Ventricular repolarization dynamicity provides independent prognostic information toward major arrhythmic events in patients with idiopathic dilated cardiomyopathy

J Am Coll Cardiol. 2007 Jul 17;50(3):225-31. doi: 10.1016/j.jacc.2007.02.071. Epub 2007 Jun 29.

Abstract

Objectives: The purpose of this work was to evaluate whether ventricular repolarization dynamicity predicts major arrhythmic events in patients with idiopathic dilated cardiomyopathy (DCM).

Background: Arrhythmic risk stratification in patients with DCM is still an open issue. Ventricular repolarization analysis should provide relevant information, but QT interval and QT dispersion failed in predicting arrhythmic risk.
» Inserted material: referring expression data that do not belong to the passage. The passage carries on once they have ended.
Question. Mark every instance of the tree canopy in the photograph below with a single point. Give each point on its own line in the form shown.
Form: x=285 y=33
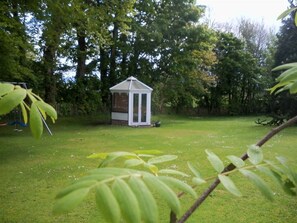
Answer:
x=72 y=51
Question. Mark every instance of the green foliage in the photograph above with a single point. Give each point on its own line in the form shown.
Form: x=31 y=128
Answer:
x=128 y=194
x=12 y=96
x=287 y=80
x=123 y=193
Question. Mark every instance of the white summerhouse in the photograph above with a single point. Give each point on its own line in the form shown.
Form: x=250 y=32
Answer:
x=131 y=103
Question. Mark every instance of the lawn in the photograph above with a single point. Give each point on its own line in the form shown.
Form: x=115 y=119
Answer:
x=33 y=171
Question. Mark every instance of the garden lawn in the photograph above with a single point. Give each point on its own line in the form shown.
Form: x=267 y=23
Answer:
x=33 y=171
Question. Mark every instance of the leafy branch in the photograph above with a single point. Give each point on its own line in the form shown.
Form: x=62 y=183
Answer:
x=232 y=166
x=12 y=96
x=130 y=195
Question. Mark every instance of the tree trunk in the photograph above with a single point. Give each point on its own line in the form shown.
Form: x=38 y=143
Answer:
x=113 y=54
x=81 y=55
x=104 y=76
x=49 y=78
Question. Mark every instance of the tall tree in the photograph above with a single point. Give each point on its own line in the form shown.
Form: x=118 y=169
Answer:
x=16 y=52
x=284 y=105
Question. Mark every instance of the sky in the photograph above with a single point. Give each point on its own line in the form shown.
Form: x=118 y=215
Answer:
x=221 y=11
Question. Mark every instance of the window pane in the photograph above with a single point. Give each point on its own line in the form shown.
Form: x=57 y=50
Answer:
x=143 y=107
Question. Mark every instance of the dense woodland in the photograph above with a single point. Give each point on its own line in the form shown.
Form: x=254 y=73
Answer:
x=72 y=51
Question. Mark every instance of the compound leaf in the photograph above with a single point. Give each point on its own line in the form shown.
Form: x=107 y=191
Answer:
x=146 y=201
x=12 y=99
x=236 y=161
x=127 y=201
x=107 y=203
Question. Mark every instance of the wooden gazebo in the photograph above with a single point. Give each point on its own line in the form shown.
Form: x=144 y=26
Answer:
x=131 y=103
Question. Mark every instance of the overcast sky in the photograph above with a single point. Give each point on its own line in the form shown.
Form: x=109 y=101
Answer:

Methods: The following parameters were evaluated in 179 consecutive DCM patients without history of sustained ventricular tachycardia (VT) and/or ventricular fibrillation (VF) at enrollment: QRS duration, QT interval corrected for heart rate, and QT dispersion at electrocardiogram (ECG); left ventricular ejection fraction (LVEF) and left ventricular end-diastolic diameter at echocardiogram; and nonsustained ventricular tachycardia (NSVT), heart rate variability (standard deviation of RR intervals), and ventricular repolarization dynamicity as measured by means of 24-h ECG monitoring, by calculating the slope of linear regression analysis of QT end and RR intervals (QTe-slope) and the value of mean QT end corrected for heart rate.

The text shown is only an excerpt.